Juni barangkali masih menungguku di sana atau dia sedang bersama Heru–biarlah dia melakukan apa yang membuatnya senang. Aku tidak berhak cemburu, kami bukanlah sepasang kekasih! Kami hanyalah dua anak manusia yang tersentuh oleh kejujuran hati masing-masing. Mungkin dia cuma memberiku empati dan simpatinya, mungkin aku salah menghitung seberapa banyak rindunya yang ada untukku sehingga aku dijebak oleh diriku sendiri.          

Aku dijebak untuk berharap, padahal semestinya aku tahu diri!         

Baiklah, aku hapus saja kenangan bersamanya dan bersikap bahwa aku tidak pernah mengenalnya.         

"Reset, kembali ke nol!" batinku mengumumkannya.      

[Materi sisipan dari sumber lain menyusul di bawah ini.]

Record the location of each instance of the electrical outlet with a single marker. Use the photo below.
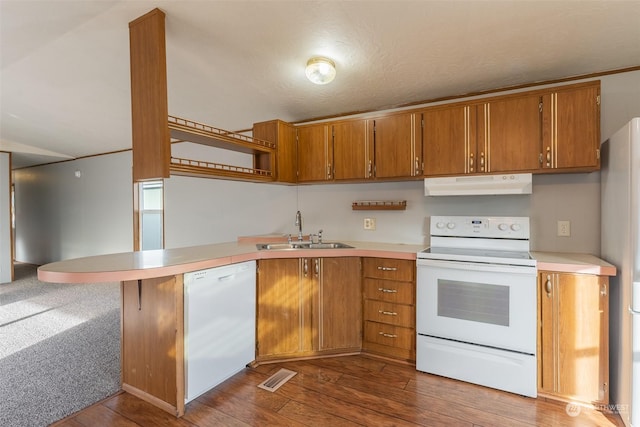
(369, 223)
(564, 228)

Angin membelai sekujur tubuhku yang terlentang memandang langit dari celah daun nyiur yang mengangguk-angguk. Di sanalah semua pertanyaan kugantungkan agar sewaktu-waktu, aku selalu dapat melihatnya dan berjuang untuk menemukan jawabannya.

Ketika aku membacanya satu per satu, rasa letih menggerogoti semua persendian, membuatku lunglai dan kegelapan memenjarakan aku di rembang senja ini.

--000--          

Terasa ada yang membelai rambutku, seperti jemari lembut yang meninggalkan jejaknya di ubun-ubunku. Suara si-Juni terdengar semakin jelas, saat aku membuka kelopak mata perlahan-lahan.     

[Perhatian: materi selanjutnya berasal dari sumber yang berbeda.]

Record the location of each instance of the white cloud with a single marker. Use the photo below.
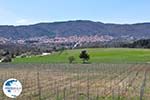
(22, 22)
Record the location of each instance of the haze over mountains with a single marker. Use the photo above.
(78, 27)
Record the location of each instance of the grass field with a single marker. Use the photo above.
(79, 81)
(97, 55)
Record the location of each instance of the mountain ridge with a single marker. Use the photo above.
(77, 27)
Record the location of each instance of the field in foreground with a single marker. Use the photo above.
(97, 55)
(79, 81)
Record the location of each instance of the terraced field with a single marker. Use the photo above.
(97, 55)
(79, 81)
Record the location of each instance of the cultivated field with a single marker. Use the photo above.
(97, 55)
(79, 81)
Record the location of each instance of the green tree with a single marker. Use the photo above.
(71, 59)
(84, 56)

"Aku tertidur?" pikirku menyadari keadaan, "... kemana langit tadi? kenapa ada wajah"  

"Bang Brad." Suaranya membuatku tersentak.     

"Kenapa kau ada di sini, Dik?" tanyaku setengah sadar lalu meraih si-Juni yang tampak mencemaskanku.

"Sama siapa tadi?" Aku bangkit dengan menarik tubuhku.           

Dia sedang bersimpuh dan menatapku sayu.          

"Naik sampan sendirian, Bang."          

Refleks aku mencari sampan itu.       

"Juni, berisiko tindakanmu ini, Dik! dirimu tak perlu sampai begini–"

Aku berdiri dan menuju ke air diikuti si-Juni.        

"Harus pulang sekarang bersamaku!"          

Dia menyusul sambil berkata, "Saya bisa pulang sendirian, Bang. Biarkan saya di sini dulu."

Aku berbalik ke arahnya untuk menarik sampanku ke air.          

"Tidak. Pulang sekarang, Dik," ujarku tanpa melihatnya lalu bergegas mengikatkan tali sampannya agar bergandengan dengan sampanku. Juni masih berdiri di bibir pantai menyaksikan semuanya.           

"Ayo, Jun!" Aku membopong si-Juni kemudian meletakkannya di sampan.           

"Kau duduk manis di sini, ya! kita mau melaut–"          

"Abang marah padaku?" tanyanya tanpa beranjak.          

Aku menghampirinya dengan senyuman samar dan baru menyadari bahwa setelan pakaiannya tidak seperti waktu kami bertemu di Warung Pojok tadi.

"Tentu saja tidak, Juni. Siapa aku memarahimu? Aku hanya mau dirimu pulang bersamaku sekarang. Ayolah." ujarku lembut.